Analysis by Sky News found that movement in London, Birmingham and Manchester was also at its lowest point since the first lockdown, suggesting that the restrictions were being followed.

“We hear a lot about breaking the rules,” said Dr Fancourt, “but what we’re finding from this data is that people who are following the rules are part of the majority.”

“If you’re not complying you’re letting the side down, because most of us are managing it,” she added.

Understanding was a barrier to compliance, the study found.

Although broad understanding of the rules had grown in recent months, rising from 65% in mid-December to 74% in the week of 4 January in England, very few people said they understood the rules completely.

Just 27% in the week of 4 January said they did, compared with 18% across November and December.

It comes amid a debate over the particular issue of exercise after the prime minister was seen going for a cycle ride seven miles from his home.

Asked whether adherence to the rules was affected by this kind of behaviour, Dr Fancourt said it was “singularly unhelpful” because it drew attention to “grey zones” in the rules.

“We have to have clear messaging,” she said. “Caveats make it really hard for people to know if they’re acting within the rules or not.”

The study found that compliance was better when the rules were stricter.

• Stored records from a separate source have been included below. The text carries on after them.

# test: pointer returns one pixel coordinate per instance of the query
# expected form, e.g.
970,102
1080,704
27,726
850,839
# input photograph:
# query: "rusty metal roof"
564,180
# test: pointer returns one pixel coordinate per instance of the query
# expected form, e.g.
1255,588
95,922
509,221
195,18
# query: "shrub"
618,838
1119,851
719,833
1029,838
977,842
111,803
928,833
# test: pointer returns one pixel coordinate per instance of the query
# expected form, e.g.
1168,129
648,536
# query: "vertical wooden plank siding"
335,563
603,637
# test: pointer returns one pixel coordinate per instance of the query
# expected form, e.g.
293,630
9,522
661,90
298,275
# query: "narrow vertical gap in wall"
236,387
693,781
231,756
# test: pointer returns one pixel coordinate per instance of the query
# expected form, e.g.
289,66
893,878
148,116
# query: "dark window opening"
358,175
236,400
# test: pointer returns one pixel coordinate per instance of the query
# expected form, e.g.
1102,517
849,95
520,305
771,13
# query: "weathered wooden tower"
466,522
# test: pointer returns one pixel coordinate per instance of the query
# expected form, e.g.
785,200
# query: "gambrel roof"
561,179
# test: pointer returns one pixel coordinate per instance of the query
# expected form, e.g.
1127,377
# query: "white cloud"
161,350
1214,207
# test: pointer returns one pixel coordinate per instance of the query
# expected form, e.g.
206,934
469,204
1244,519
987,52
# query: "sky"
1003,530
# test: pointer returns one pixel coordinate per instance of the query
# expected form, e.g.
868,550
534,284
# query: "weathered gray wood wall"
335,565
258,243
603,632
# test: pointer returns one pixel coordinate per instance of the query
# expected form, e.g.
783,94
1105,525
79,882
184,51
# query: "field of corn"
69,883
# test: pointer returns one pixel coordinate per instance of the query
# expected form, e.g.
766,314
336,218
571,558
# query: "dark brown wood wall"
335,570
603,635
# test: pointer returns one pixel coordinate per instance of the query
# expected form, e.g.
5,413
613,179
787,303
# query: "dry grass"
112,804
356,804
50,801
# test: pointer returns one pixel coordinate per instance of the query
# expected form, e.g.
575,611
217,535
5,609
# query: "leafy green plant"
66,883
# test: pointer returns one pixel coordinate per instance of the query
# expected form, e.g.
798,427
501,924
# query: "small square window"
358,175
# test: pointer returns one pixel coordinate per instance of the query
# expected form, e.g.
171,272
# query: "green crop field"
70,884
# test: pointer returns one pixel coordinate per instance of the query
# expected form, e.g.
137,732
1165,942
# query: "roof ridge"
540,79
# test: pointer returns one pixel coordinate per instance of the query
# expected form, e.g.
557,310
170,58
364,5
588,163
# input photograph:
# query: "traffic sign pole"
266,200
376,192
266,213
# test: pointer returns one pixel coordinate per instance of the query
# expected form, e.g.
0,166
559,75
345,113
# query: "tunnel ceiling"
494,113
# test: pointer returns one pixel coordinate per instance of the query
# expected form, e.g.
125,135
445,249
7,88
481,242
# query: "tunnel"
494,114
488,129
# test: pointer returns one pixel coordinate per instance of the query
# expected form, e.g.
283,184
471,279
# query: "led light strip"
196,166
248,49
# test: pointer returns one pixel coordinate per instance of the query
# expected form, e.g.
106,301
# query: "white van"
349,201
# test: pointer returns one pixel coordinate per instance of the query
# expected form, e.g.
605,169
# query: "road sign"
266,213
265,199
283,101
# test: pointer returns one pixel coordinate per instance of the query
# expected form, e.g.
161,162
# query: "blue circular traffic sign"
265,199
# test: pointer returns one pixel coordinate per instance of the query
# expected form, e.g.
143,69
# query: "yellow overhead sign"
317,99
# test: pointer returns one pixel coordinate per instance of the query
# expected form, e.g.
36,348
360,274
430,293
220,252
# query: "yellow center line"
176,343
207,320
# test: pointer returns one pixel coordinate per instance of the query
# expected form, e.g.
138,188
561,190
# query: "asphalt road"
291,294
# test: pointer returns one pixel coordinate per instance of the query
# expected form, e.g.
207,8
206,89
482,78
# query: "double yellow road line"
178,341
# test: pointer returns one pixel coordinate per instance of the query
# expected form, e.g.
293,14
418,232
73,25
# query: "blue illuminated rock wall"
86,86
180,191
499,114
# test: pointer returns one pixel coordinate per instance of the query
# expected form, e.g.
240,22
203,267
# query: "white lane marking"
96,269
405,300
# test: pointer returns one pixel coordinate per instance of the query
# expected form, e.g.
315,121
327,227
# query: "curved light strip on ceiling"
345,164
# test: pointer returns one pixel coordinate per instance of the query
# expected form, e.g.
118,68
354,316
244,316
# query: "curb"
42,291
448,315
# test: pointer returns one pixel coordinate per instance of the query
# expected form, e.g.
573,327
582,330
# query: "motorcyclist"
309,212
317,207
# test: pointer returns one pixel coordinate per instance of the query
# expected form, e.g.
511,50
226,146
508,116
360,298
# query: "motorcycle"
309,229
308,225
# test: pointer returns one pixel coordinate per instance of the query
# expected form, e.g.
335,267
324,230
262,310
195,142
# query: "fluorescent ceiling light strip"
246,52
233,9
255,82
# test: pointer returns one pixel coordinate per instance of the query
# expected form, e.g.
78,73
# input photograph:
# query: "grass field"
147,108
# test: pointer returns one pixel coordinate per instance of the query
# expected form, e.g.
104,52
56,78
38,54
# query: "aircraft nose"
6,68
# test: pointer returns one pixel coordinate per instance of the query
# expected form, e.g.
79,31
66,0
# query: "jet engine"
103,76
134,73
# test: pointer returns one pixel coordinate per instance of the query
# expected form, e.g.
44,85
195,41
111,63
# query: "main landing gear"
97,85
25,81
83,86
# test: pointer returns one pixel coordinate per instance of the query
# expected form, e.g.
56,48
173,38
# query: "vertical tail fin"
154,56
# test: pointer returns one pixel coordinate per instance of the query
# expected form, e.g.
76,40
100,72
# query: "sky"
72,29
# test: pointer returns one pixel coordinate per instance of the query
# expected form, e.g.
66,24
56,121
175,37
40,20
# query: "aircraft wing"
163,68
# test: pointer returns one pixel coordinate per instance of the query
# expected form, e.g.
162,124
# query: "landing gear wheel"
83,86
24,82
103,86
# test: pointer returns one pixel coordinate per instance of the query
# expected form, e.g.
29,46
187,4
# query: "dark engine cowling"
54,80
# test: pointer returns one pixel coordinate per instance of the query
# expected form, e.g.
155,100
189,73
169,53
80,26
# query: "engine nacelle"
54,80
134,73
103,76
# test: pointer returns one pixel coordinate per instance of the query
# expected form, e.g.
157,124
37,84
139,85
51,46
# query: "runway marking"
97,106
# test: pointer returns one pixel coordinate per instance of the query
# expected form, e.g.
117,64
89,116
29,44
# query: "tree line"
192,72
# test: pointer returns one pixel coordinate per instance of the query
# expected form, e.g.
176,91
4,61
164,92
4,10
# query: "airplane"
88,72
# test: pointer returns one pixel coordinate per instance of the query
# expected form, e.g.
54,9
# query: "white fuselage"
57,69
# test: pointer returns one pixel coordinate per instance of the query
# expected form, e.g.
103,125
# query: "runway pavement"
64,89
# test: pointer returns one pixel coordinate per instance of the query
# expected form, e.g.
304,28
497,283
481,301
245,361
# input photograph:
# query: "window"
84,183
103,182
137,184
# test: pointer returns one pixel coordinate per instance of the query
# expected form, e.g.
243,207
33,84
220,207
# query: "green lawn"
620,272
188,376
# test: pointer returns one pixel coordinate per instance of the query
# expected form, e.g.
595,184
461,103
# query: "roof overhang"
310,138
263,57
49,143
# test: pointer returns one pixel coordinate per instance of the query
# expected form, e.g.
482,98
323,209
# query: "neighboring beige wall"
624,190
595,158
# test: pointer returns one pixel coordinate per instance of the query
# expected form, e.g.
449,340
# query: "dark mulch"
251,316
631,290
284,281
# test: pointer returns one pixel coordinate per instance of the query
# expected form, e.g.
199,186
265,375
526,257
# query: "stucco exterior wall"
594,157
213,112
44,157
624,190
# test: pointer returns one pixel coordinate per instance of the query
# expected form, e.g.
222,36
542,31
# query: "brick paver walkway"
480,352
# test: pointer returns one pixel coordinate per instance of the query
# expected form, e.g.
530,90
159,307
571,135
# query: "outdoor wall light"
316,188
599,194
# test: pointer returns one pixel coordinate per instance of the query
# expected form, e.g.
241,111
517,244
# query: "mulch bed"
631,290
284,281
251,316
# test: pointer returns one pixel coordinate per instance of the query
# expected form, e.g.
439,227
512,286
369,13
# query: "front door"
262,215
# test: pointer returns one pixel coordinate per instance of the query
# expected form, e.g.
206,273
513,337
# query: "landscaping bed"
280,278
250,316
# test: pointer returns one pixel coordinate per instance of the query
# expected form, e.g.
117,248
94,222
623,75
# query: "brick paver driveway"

During the periods when the tier system was in force in England, compliance was highest in those areas in higher tiers, yet lowest in tiers where restrictions were looser, something the researchers put down to the fact that the rules were “more open to interpretation” and “the importance and seriousness of following the measures” was not as clear.

A member of staff wearing a face mask works at a Sainsbury's supermarket, amid the spread of the coronavirus disease (COVID-19), in London, Britain January 11, 2021. REUTERS/Hannah McKay
Image: Supermarkets have announced they will be enforcing mask wearing in stores

This pattern held true across all age groups, genders and income groups, yet there were significant differences in compliance between different social and demographic groups.

There was a marked gender gap, with 53% of men saying they complied with all rules, compared with 60% of women. Young men were the least likely of all age groups to comply.

Income also made a difference, with 53% of people in households with an income greater than £30,000 saying they complied completely with the rules, compared with 59% of people in households with an income lower than that.

Significantly, only 49% of key workers said they were able to follow all the rules, compared with 59% of other workers.

“One reason for this may be due to social contact being more ‘normalised’ for key workers, and so they are less able or willing to always stick to social distancing rules,” said Dr Alex Crozier, a COVID-19 researcher.

“More importantly perhaps than general compliance with the more general blanket rules, is that key workers and those of a lower socio-economic class, or those who have faced greater hardship during the pandemic, are associated with lower adherence to test/trace/isolate.

“It doesn’t matter how many of the rest of the population follow the rules, if infectious key workers cannot afford, or are unable to, to self-isolate.”

The COVID-19 Social Study found that only 62% of people said they were isolating for the recommended number of days when they developed symptoms, but did not give statistics for keyworkers.

The study said “13% are not isolating at all when they develop symptoms, 16% are only isolating for one to five days”.

Adherence to this most crucial rule did not form part of the government’s tougher stance on enforcement.